Where there had been skies, lakes, and the untouched spectacle of the universe, only a black, inhospitable, and glacial vacuum remained. The grass beneath Bái Wǎn's knees turned to dark dust. The air became thin and sterile. The vast dimension had been reduced to a spatial bubble of a few meters, sustained solely by the will of the man in the charcoal-gray robe so that they would not fall into nothingness.
Zhì Yuǎn lowered his hand.
The man's broad chest rose and fell slowly. A deep, dense sigh escaped his lips. The swallowed ocean had not sated the infinite Hunger, but it injected a formidable brightness into his irises.
Yet the dimension had not been entirely devoured.
At the center of the dead air, exactly two palms from Zhì Yuǎn's face, something remained. A single drop of liquid.
It was not made of common water. It was the size of a fingernail, dense as lead, pulsing with a deep-blue light that seemed to contain the mass of the entire annihilated ocean. The ambient temperature plummeted. The lethal cold that the small sphere radiated made the air around it hiss in physical protest.
Zhì Yuǎn's Wisdom dissected it instantly. The crystallized essence that had kept the law of that space flowing since the rupture of the superior world.
"The Primordial Water Drop," the man murmured, his voice echoing in the absolute silence of the void.
He did not swallow it. The Universe he was forging demanded vast fuels, and that raw concentrate had a far more urgent purpose. Instead, he trapped the small blue sphere between his thumb and forefinger.

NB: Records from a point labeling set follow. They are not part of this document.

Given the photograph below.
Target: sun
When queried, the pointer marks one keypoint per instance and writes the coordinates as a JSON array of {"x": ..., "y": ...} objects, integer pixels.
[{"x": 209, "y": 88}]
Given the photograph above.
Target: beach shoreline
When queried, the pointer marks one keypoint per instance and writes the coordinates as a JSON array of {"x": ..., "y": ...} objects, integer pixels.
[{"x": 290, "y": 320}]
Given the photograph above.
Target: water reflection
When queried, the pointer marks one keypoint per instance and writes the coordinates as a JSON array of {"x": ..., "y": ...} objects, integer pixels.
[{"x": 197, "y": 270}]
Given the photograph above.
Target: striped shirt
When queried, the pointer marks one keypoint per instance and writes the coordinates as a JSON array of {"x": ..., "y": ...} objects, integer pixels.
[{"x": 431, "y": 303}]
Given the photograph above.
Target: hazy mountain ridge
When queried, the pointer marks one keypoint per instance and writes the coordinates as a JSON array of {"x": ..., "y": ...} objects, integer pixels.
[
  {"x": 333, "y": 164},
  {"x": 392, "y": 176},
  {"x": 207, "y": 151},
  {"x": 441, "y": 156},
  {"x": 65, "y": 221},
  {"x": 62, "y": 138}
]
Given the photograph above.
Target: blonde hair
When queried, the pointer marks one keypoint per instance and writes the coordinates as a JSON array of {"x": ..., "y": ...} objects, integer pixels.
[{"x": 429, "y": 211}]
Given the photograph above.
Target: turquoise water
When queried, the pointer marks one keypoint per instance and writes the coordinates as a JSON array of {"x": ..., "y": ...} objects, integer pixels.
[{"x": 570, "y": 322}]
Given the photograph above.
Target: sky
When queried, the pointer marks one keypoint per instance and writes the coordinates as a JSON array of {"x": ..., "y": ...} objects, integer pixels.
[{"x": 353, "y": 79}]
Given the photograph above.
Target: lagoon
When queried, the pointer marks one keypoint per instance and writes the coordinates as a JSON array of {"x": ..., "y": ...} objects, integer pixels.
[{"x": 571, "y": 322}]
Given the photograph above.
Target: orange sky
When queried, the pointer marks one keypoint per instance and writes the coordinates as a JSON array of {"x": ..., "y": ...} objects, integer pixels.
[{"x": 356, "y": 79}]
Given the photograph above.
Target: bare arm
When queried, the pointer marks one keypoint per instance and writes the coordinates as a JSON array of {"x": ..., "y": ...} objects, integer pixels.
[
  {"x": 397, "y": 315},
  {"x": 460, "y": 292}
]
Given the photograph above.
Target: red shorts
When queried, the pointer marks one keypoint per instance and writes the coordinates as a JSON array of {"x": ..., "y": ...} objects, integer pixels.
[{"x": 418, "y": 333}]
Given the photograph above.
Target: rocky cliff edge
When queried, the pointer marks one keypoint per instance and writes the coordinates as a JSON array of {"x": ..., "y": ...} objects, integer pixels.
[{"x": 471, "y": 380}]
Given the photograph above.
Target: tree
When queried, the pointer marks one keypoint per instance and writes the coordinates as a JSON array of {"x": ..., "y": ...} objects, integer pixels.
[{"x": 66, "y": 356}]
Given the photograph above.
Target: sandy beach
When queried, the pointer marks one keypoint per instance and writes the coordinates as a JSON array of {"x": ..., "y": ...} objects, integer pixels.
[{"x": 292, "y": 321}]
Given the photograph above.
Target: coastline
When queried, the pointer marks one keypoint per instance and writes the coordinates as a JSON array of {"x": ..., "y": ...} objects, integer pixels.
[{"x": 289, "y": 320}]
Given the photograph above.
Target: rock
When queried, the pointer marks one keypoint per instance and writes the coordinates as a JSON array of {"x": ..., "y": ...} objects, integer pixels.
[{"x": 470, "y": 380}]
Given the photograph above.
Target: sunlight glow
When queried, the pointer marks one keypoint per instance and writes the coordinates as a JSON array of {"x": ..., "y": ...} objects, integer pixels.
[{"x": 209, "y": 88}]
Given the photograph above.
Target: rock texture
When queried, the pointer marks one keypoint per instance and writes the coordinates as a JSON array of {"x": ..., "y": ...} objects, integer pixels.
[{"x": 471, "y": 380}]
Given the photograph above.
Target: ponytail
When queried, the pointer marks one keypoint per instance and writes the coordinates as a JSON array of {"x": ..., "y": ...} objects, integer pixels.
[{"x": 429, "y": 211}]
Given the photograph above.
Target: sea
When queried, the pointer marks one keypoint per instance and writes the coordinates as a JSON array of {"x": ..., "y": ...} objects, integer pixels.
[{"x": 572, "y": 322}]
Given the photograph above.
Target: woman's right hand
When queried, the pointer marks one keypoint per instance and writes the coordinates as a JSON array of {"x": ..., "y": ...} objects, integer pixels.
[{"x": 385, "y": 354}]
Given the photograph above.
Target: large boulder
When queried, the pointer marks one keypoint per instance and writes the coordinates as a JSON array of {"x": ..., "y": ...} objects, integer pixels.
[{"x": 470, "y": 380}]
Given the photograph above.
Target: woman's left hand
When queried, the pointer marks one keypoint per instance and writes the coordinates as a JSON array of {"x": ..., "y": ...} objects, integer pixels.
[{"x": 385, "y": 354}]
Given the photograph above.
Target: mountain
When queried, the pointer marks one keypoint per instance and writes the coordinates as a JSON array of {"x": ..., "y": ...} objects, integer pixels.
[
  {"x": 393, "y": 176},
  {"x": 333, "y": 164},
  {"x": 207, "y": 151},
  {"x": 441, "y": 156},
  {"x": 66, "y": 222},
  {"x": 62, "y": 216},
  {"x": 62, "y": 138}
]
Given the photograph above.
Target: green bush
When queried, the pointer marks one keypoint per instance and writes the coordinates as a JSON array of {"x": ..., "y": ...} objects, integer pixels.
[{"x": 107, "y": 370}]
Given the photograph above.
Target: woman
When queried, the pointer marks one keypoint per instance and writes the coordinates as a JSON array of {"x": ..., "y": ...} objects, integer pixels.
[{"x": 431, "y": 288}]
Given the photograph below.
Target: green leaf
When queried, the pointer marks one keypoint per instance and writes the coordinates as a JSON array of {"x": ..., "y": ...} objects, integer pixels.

Zhì Yuǎn turned his face slowly. His abyssal eyes descended upon the figure of the girl who remained sprawled in the gray dust of what had once been her grandfather's pride.
Bái Wǎn trembled uncontrollably. The young woman hugged her own arms, her round, sweaty face turned toward him. This invader's respect for that world had been genuine and academic, and his predation, in the next moment, frighteningly relentless.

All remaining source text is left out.